Characterization of inhomogeneous turbulence using the filter approach.

Bob Ecke

Wednesday, September 12, 2018
1:30 p.m.

Hopeman 224

Variable density flows occur in physical systems including stably-stratified shear flows associated with oceanic overflows and in jets of one density fluid into another as in volcanic eruptions. An analysis approach for such systems is related to the simulation method known as Large Eddy Simulation (LES): by applying a spatial filter to a turbulent field such as velocity, one can divide up the flow into large and small scale components that pass, for example, energy between scales. Recently researchers have used this formalism to analyze turbulent flow by measuring the coupling terms in highly resolved DNS or in similar experiments. We present the application of the filtering approach to variable-density flows, taking two example systems. The first is an experiment on stably-stratified shear flow where a Boussinesq approximation is adequate. In the second experiment, there are order one variations in density for a buoyant jet of SF6 into co-flowing air.

Bio:

Robert (Bob) Ecke is a Senior Scientist at Los Alamos National Laboratory (LANL). He is also a Laboratory Fellow, a position he has held since 1997. He served as Director of the Center for Nonlinear Studies at LANL 2004-2014, where he guided research on interdisciplinary science including quantitative biology, information science and technology, quantum information science, and non‐equilibrium statistical physics. He received his Ph.D. in Physics from the University of Washington in 1982. His work has revolved around laboratory experiments in hydrodynamic stability, dynamical systems, chaos, turbulence, and statistical physics. His research has spanned many applications, including thermal convection in superfluid helium mixtures, rotating convection and pattern formation, material dissolution and compositional convection, turbulent boundary layers and heat-transport scaling, spatio-temporal dynamics in pattern forming systems, 2D laboratory turbulence, turbulence in stratified flows, and statics/dynamics of granular materials.
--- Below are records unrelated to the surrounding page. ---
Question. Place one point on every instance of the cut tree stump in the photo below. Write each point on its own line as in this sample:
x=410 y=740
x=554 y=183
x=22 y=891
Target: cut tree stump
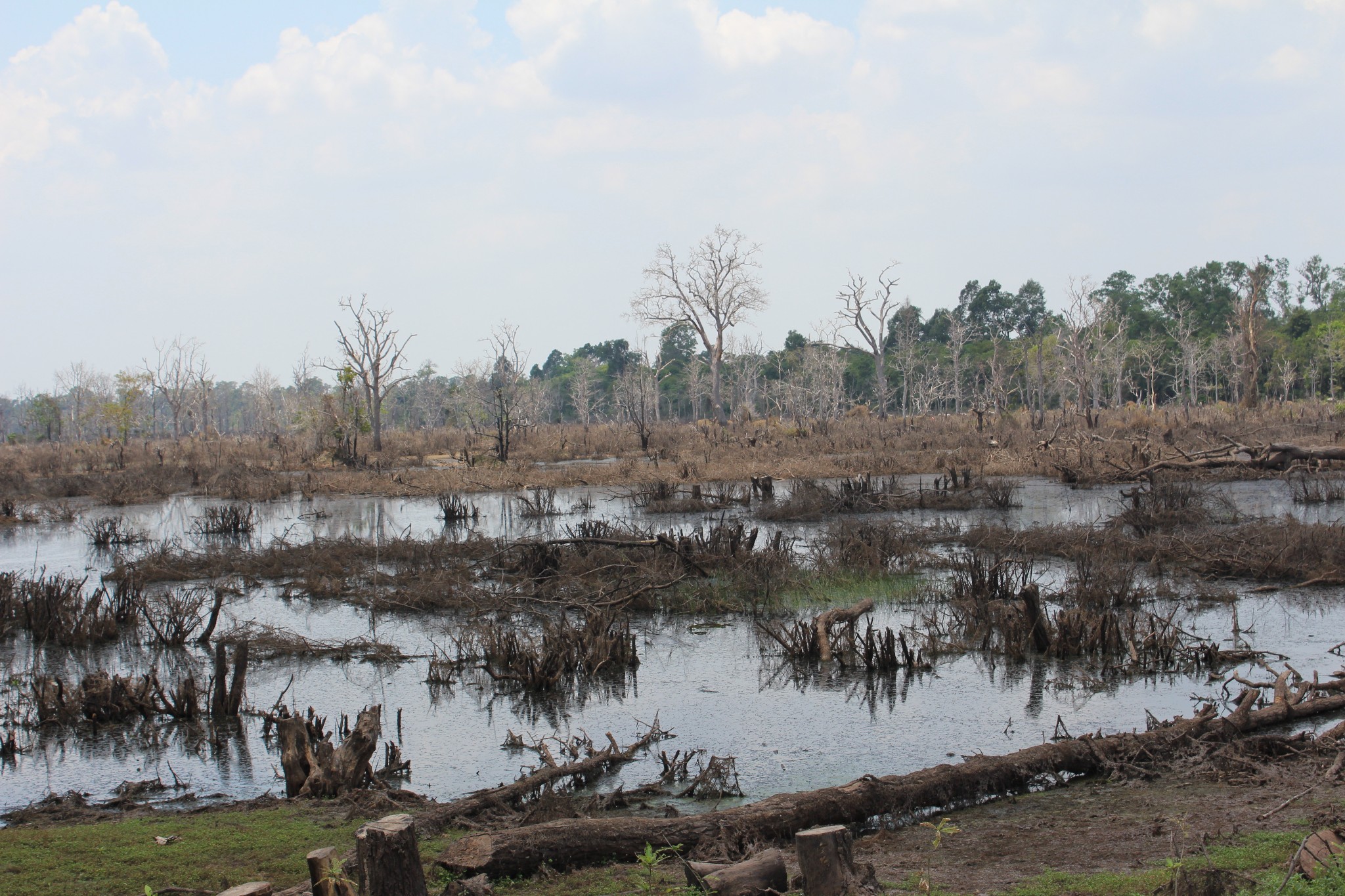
x=389 y=859
x=256 y=888
x=345 y=767
x=826 y=861
x=757 y=876
x=833 y=617
x=697 y=872
x=296 y=754
x=320 y=874
x=1320 y=851
x=588 y=842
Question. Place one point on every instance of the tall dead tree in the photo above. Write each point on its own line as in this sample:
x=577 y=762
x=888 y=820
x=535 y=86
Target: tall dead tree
x=1250 y=314
x=177 y=373
x=713 y=291
x=376 y=354
x=868 y=313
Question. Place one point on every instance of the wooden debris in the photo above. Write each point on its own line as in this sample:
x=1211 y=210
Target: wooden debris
x=389 y=859
x=757 y=876
x=585 y=842
x=1319 y=851
x=256 y=888
x=324 y=878
x=826 y=861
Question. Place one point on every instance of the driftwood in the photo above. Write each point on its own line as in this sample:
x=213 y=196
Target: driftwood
x=320 y=770
x=586 y=842
x=839 y=616
x=826 y=861
x=513 y=793
x=322 y=876
x=389 y=859
x=256 y=888
x=757 y=876
x=1277 y=456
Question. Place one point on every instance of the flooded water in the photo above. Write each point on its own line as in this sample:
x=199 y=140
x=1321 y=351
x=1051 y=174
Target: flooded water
x=704 y=677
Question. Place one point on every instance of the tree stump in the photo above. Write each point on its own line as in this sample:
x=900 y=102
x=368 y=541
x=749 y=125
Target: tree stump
x=389 y=859
x=752 y=878
x=346 y=767
x=697 y=872
x=1036 y=621
x=834 y=617
x=256 y=888
x=320 y=874
x=296 y=756
x=826 y=861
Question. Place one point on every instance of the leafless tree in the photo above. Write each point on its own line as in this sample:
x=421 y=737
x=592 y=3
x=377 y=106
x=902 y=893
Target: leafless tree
x=1078 y=328
x=1151 y=354
x=503 y=400
x=177 y=372
x=959 y=333
x=868 y=312
x=377 y=355
x=713 y=291
x=1248 y=312
x=636 y=396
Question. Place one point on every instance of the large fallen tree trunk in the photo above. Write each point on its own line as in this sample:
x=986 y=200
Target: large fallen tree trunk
x=510 y=796
x=588 y=842
x=1277 y=456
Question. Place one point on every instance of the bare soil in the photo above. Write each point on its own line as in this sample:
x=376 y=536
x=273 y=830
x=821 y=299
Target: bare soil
x=1095 y=825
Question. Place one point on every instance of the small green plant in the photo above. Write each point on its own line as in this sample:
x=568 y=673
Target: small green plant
x=337 y=874
x=943 y=829
x=650 y=861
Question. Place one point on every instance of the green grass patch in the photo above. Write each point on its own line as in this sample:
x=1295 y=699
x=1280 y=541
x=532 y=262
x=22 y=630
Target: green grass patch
x=120 y=857
x=852 y=587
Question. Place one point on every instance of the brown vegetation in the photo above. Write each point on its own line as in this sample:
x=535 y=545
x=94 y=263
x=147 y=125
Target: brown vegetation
x=1125 y=444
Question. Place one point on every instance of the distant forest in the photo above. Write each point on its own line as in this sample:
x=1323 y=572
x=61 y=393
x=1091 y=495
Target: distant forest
x=1219 y=332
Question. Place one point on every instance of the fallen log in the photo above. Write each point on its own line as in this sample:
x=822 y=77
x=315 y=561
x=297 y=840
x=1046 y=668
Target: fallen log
x=826 y=863
x=838 y=616
x=588 y=842
x=1277 y=456
x=512 y=794
x=341 y=769
x=757 y=876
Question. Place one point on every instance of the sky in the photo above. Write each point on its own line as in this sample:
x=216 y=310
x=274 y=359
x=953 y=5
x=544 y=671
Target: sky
x=232 y=171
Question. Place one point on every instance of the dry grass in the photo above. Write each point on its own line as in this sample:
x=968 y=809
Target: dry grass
x=556 y=456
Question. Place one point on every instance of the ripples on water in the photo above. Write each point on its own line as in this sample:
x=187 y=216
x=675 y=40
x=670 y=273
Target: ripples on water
x=789 y=730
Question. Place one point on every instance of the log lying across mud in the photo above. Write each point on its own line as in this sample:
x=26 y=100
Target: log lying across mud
x=586 y=842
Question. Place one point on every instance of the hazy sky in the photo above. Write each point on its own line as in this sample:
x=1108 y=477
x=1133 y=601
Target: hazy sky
x=229 y=171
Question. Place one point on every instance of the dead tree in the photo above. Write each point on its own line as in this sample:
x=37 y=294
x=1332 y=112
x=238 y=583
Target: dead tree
x=175 y=375
x=837 y=616
x=389 y=859
x=870 y=313
x=758 y=876
x=585 y=842
x=712 y=292
x=376 y=354
x=322 y=770
x=826 y=861
x=636 y=399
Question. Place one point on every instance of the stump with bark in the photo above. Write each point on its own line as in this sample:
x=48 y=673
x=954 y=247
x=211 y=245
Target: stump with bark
x=757 y=876
x=389 y=859
x=322 y=770
x=837 y=616
x=826 y=861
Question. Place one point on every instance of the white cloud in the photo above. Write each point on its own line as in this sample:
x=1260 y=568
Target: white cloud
x=1166 y=20
x=1286 y=64
x=362 y=66
x=740 y=39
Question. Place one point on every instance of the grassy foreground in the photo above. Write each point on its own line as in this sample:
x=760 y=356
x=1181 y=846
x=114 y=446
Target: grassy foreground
x=229 y=847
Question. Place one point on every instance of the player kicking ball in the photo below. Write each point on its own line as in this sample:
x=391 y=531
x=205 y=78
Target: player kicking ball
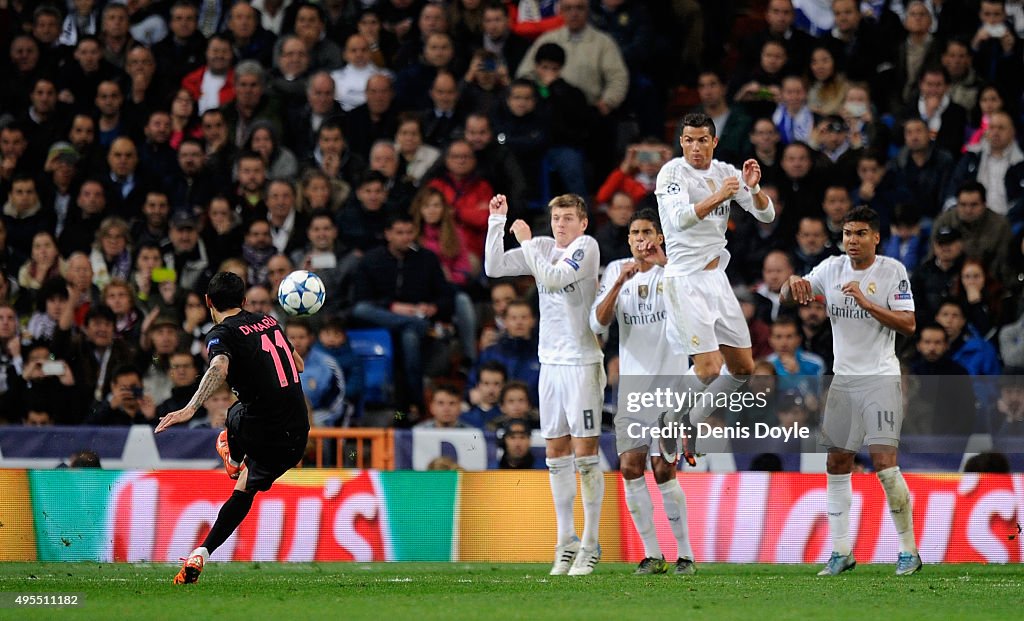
x=632 y=293
x=267 y=427
x=571 y=383
x=694 y=194
x=869 y=300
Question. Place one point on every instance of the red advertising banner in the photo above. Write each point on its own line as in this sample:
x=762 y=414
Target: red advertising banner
x=306 y=515
x=781 y=518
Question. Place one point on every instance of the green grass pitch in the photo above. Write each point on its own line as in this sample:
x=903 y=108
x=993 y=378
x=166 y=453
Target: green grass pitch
x=456 y=591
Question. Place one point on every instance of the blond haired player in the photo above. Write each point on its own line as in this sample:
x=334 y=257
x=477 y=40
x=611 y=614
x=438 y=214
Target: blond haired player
x=571 y=384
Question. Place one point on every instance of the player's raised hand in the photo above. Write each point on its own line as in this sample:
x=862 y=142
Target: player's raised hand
x=729 y=188
x=521 y=231
x=174 y=418
x=499 y=205
x=800 y=290
x=752 y=172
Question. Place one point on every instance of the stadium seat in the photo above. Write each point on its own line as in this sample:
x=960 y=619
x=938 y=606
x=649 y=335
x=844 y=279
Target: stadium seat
x=375 y=347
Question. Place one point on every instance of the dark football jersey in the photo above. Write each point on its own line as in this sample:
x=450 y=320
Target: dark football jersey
x=262 y=372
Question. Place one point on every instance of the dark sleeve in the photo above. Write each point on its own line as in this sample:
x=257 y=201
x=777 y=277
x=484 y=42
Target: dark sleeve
x=217 y=341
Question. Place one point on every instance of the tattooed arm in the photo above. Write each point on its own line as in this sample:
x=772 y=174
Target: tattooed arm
x=214 y=376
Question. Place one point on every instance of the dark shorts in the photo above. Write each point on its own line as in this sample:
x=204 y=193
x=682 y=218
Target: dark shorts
x=268 y=452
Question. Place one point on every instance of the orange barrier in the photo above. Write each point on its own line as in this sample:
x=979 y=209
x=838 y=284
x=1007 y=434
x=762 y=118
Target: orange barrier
x=374 y=448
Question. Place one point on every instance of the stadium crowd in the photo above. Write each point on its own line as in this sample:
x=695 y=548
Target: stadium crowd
x=145 y=146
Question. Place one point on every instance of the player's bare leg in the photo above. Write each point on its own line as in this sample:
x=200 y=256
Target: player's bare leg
x=632 y=464
x=839 y=497
x=561 y=474
x=231 y=513
x=588 y=462
x=898 y=497
x=675 y=509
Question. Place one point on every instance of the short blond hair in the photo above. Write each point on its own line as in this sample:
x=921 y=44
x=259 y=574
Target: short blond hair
x=570 y=201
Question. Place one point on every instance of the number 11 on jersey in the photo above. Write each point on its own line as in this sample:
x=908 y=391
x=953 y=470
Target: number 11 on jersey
x=271 y=348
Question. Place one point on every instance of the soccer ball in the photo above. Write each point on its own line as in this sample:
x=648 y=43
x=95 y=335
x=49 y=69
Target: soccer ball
x=301 y=293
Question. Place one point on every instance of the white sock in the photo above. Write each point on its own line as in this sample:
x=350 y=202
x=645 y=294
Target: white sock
x=899 y=506
x=675 y=509
x=563 y=491
x=202 y=551
x=642 y=511
x=839 y=497
x=592 y=490
x=706 y=406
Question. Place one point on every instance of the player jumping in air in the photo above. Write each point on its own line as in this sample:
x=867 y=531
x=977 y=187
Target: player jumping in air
x=869 y=300
x=632 y=294
x=571 y=385
x=267 y=427
x=693 y=197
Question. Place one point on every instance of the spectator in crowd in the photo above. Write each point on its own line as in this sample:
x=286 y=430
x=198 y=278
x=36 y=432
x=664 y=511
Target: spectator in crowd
x=966 y=346
x=515 y=445
x=333 y=340
x=924 y=167
x=943 y=401
x=612 y=237
x=515 y=349
x=127 y=405
x=401 y=287
x=323 y=380
x=797 y=369
x=483 y=397
x=985 y=234
x=907 y=241
x=933 y=281
x=515 y=405
x=997 y=163
x=375 y=120
x=813 y=245
x=468 y=193
x=946 y=120
x=519 y=125
x=212 y=85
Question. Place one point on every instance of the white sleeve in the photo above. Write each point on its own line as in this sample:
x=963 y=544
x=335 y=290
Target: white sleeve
x=899 y=296
x=498 y=261
x=611 y=273
x=673 y=198
x=583 y=260
x=818 y=276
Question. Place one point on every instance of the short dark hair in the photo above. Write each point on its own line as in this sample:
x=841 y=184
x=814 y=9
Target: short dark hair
x=495 y=367
x=972 y=187
x=933 y=326
x=551 y=52
x=226 y=291
x=100 y=312
x=863 y=214
x=646 y=214
x=698 y=119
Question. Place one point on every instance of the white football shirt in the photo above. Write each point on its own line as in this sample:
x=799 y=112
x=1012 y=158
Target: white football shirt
x=566 y=281
x=642 y=315
x=691 y=243
x=862 y=345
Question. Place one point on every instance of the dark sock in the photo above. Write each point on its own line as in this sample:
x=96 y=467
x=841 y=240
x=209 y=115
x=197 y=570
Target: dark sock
x=231 y=514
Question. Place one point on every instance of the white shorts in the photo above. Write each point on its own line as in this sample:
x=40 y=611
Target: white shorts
x=704 y=313
x=869 y=413
x=571 y=400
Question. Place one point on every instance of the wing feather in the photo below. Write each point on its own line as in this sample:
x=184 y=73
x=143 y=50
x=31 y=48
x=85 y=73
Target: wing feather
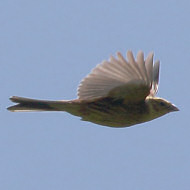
x=120 y=78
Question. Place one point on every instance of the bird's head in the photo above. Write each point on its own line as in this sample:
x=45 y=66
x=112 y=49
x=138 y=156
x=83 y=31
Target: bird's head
x=160 y=106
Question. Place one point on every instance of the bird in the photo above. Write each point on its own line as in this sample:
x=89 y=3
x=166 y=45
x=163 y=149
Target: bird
x=118 y=92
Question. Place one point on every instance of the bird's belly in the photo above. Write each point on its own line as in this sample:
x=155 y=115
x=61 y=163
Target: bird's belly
x=113 y=114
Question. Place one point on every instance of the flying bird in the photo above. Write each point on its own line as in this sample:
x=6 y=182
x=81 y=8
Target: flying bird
x=117 y=93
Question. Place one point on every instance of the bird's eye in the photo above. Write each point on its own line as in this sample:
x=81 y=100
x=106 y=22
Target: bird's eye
x=162 y=103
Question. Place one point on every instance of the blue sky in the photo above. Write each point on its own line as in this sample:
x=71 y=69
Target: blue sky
x=46 y=48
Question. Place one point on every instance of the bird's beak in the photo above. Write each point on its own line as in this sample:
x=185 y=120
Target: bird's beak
x=174 y=108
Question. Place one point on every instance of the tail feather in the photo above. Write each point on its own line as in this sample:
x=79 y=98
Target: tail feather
x=27 y=104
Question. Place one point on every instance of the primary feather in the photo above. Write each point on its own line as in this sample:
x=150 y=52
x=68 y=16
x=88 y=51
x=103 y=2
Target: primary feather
x=119 y=92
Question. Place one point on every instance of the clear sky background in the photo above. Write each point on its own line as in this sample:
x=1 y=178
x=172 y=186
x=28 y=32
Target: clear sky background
x=46 y=48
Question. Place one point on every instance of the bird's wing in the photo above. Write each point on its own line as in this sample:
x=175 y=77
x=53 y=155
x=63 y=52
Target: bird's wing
x=118 y=78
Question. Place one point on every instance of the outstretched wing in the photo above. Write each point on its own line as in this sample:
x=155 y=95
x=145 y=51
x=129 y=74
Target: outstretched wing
x=132 y=80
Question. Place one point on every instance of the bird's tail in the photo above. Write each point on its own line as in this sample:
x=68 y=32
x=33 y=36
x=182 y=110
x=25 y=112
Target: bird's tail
x=27 y=104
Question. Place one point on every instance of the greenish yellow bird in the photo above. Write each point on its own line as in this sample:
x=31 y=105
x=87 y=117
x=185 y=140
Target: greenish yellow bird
x=117 y=93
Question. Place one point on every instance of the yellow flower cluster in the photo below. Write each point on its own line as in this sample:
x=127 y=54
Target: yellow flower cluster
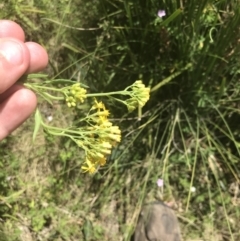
x=75 y=94
x=139 y=95
x=103 y=136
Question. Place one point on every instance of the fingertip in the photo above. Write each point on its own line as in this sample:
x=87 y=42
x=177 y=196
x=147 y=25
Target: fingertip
x=38 y=57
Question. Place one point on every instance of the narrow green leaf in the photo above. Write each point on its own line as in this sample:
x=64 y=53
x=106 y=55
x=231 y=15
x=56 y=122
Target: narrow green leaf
x=172 y=17
x=38 y=120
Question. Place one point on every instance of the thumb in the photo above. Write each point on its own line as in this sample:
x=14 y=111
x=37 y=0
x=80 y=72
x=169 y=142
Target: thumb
x=14 y=61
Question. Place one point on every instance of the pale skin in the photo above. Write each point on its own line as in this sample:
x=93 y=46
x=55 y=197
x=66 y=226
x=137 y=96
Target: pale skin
x=17 y=58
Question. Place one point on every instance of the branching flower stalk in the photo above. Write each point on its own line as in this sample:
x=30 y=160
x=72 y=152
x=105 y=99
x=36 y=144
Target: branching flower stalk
x=97 y=135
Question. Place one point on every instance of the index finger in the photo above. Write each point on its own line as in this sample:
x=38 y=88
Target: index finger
x=11 y=29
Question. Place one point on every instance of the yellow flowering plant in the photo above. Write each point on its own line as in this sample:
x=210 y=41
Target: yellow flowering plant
x=96 y=135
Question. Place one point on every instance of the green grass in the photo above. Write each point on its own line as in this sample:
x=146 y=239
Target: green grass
x=188 y=134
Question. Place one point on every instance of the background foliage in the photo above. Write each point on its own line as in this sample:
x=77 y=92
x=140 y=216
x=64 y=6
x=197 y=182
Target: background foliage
x=188 y=135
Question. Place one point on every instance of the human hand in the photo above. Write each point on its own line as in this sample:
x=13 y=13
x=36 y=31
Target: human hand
x=16 y=59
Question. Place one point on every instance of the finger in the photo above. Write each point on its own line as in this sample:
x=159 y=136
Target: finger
x=11 y=29
x=38 y=57
x=16 y=109
x=14 y=62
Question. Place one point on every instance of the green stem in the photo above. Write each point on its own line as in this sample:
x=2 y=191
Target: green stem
x=109 y=93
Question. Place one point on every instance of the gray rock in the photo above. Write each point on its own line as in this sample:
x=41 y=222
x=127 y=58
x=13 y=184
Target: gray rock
x=157 y=222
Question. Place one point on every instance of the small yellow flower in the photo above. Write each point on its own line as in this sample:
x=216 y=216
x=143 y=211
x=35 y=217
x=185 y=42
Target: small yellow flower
x=90 y=167
x=75 y=94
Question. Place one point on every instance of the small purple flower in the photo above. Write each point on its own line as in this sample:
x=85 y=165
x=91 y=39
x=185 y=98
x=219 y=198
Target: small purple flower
x=161 y=13
x=160 y=182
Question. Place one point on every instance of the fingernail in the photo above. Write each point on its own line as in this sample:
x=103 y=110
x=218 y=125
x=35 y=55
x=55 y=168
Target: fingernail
x=12 y=51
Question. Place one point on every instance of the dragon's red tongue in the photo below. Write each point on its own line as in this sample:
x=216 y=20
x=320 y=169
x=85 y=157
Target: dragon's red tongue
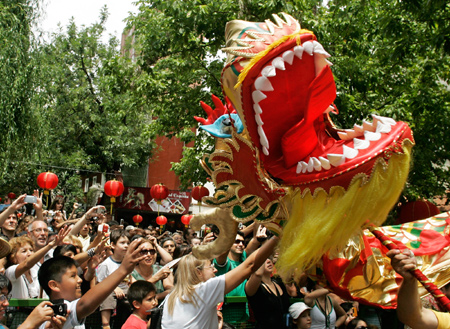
x=300 y=140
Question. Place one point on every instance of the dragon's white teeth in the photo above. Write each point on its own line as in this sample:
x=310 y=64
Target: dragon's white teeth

His current research interests include turbulence in atmospheres and oceans, fundamental studies of turbulence, and the properties of flowing granular materials.

 

Bob has served in numerous professional society positions, including Chair of the APS Group on Statistical and Nonlinear Physics, Editor for Chaos, and Divisional Associate Editor of PRE. Ecke won the Los Alamos Fellows Prize in 1991 and is a Fellow of both the APS and the AAAS.